Now that you mention it Chris C, I have a very vague recollection about something like that as well but I'll be danged if I've been able to find it again anywhere. Now I'm wondering if maybe it is something I saw on some OTHER challenge entirely. Most challenges do post the submissions for public review.
In any case, when I realized that no one from NEH had ever bothered to respond to any of the other questions raised on this discussion board, I figured that means that no one at NEH has been given the responsibility of paying any attention here so my question isn't likely to get a response either. So I hunted up the the original news story where NEH announced the medal design competition and found the "media contact" person's (Paula Wasley) email address and sent her the following message:
" I doubt that you are the proper person to whom this should be directed but your name was given as the media contact when the competition was originally announced so I'm hoping you can forward my question to the correct individual at NEH. The competition for the National Humanities Medal has now closed. I understand that the winning design will be selected from among the entrants by a team of expert artists however, it would be nice to be able to view all the submitted entries. Can the submissions please be made public?"
Maybe if enough of us contact her, she'll actually pass the message along and we'll get some kind of response!

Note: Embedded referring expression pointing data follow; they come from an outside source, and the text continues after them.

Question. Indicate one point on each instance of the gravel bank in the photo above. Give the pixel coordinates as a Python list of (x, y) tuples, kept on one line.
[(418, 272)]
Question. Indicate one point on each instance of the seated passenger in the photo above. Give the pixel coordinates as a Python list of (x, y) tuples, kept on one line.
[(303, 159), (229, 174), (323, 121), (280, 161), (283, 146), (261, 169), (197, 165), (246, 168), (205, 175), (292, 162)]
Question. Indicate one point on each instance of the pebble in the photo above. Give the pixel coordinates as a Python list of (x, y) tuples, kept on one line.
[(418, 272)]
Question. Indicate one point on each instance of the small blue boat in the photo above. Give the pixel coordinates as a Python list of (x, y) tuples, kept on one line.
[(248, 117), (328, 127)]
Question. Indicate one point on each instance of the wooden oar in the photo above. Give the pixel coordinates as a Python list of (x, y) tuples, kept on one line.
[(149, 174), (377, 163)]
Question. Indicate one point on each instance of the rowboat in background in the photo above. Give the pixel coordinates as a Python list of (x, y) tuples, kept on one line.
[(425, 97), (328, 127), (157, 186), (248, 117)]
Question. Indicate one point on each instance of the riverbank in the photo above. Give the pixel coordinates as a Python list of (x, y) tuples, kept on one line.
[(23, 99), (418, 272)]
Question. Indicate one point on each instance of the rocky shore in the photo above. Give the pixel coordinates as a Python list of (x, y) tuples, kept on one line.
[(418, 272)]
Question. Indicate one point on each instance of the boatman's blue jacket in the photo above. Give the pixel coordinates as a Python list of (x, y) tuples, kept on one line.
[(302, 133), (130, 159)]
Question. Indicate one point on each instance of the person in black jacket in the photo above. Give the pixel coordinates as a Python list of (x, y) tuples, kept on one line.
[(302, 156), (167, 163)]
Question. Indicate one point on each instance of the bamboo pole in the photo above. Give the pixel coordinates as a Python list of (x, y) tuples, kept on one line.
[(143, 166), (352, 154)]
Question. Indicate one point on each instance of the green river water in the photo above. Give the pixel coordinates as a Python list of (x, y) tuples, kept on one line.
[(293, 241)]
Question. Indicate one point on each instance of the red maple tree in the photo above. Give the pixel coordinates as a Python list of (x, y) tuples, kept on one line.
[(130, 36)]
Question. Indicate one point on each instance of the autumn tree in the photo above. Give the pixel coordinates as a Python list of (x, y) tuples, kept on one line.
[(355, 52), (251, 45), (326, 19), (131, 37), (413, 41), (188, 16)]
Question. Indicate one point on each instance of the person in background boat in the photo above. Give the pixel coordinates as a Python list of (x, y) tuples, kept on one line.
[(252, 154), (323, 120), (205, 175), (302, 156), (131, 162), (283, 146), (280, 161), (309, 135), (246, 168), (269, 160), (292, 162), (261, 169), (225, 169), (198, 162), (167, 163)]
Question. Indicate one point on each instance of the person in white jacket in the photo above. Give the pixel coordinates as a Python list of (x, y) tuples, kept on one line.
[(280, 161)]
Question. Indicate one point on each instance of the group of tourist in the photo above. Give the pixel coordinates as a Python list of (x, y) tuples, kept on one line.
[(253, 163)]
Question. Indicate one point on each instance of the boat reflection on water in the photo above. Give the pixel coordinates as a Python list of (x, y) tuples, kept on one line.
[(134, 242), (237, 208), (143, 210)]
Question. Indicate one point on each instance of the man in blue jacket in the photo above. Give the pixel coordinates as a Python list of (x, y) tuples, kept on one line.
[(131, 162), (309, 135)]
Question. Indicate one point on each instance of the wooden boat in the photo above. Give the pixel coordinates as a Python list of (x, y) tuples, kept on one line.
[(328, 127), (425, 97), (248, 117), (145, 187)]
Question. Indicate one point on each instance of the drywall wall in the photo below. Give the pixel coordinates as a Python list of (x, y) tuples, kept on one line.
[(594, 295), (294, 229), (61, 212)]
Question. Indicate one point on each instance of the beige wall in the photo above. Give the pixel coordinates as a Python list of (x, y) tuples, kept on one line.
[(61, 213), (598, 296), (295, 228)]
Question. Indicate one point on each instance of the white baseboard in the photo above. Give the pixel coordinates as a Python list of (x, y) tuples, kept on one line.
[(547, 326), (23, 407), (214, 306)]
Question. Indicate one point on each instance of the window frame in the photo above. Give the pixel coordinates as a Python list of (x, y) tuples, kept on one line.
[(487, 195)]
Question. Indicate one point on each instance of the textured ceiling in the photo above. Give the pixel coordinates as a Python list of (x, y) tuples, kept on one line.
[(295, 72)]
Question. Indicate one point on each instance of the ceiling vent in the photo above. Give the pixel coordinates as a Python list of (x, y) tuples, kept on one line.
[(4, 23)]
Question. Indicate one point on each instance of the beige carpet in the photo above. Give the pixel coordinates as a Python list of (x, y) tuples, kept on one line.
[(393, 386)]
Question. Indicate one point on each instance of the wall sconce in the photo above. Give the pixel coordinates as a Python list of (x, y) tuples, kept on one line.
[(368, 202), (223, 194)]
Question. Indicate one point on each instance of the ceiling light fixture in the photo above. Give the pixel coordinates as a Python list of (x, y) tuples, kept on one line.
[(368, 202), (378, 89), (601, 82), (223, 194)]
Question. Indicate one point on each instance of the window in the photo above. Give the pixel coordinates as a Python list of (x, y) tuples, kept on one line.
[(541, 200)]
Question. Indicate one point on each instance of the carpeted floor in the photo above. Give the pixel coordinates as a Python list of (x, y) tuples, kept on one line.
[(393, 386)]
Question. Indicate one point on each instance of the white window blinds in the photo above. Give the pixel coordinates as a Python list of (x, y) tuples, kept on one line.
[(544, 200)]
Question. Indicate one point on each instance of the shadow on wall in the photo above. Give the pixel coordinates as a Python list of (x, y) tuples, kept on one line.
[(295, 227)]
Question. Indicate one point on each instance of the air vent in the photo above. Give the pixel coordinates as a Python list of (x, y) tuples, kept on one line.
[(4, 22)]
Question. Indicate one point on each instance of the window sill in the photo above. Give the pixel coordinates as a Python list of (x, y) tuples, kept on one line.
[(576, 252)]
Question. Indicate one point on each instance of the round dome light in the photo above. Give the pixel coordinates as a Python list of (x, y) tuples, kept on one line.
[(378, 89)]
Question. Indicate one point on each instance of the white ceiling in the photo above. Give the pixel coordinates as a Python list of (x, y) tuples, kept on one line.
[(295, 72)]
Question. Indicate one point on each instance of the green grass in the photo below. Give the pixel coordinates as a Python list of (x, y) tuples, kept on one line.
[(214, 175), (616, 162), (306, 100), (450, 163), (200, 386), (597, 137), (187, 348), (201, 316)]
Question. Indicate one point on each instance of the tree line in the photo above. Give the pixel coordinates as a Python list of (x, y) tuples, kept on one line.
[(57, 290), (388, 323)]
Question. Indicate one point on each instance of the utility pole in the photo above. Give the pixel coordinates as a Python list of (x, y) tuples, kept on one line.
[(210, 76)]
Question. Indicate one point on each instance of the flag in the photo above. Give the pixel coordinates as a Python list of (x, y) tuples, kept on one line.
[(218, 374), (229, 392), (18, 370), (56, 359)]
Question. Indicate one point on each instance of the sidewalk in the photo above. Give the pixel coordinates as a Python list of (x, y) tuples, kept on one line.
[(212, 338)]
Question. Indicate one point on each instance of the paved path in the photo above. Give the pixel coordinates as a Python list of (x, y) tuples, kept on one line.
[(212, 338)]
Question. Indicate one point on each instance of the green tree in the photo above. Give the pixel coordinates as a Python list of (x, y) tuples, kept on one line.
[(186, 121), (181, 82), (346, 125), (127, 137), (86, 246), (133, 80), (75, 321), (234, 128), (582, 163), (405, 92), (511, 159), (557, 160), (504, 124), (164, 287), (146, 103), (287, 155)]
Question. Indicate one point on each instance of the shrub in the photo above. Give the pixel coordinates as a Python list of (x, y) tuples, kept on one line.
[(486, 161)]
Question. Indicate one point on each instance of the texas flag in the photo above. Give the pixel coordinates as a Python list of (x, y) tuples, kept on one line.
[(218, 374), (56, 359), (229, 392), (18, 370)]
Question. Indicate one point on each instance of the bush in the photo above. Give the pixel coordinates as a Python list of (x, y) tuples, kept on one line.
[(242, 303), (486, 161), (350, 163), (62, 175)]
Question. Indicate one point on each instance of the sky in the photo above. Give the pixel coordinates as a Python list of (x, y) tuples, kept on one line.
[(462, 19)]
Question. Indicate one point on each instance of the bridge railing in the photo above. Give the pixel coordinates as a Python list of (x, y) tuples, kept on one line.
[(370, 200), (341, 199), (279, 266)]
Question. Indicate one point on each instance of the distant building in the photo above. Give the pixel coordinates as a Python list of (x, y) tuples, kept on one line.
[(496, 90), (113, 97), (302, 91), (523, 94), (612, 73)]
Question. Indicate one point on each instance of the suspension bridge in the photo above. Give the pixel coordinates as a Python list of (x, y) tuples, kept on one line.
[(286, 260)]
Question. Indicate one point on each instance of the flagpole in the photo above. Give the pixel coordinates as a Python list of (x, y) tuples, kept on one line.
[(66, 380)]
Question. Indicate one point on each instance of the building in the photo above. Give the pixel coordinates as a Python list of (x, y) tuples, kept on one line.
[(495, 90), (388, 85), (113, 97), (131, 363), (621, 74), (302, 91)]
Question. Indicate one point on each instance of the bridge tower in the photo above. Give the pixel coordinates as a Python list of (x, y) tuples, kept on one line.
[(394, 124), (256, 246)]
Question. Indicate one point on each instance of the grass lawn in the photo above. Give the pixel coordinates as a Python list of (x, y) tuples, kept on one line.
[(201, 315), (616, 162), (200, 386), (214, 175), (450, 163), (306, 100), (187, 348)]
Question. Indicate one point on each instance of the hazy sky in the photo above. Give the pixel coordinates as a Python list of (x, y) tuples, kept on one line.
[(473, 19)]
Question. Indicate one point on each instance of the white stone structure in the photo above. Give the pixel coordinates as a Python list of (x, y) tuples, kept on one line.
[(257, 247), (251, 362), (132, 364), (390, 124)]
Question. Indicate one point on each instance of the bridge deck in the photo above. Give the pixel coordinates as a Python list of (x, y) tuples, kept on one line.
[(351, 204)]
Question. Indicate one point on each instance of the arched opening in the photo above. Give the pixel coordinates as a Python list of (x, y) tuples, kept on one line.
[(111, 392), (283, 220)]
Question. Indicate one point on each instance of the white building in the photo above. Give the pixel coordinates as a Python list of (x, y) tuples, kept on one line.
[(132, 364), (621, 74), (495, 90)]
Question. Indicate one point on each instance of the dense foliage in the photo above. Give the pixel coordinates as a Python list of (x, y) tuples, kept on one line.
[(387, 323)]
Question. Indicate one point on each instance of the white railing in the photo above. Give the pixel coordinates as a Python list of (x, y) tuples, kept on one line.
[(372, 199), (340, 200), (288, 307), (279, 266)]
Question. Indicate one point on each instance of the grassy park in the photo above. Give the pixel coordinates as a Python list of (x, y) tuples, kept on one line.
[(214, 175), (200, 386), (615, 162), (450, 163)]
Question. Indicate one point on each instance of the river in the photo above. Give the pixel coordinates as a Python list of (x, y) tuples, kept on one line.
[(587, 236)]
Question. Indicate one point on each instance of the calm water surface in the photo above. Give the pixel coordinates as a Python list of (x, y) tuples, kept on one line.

Her email is email@example.com Or, if you feel really strongly, you could even call her. Paula Wasley at (202) 606-8424
Hello everyone in this discussion,
I am sorry if you had the understanding that the submissions were going to be posted for public viewing or voting, but that was never the case. There are many competitions on challenge.gov that do post publicly, so that may be where the confusion began. If you have any questions you can e-mail me directly at firstname.lastname@example.org. My phone number is 202-606-8441.
National Endowment for the Humanities
1100 Pennsylvania Avenue, NW
Washington, DC 20506
It would seem that an open competition to redesign a public (federal) medal would also allow the public to express their preferences on the various designs -- even if the judges intend to ignore the public consensus. Why should the review process be secret? It doesn't seem to fit with the participatory concept of this program. But hey, that is just my humble opinion.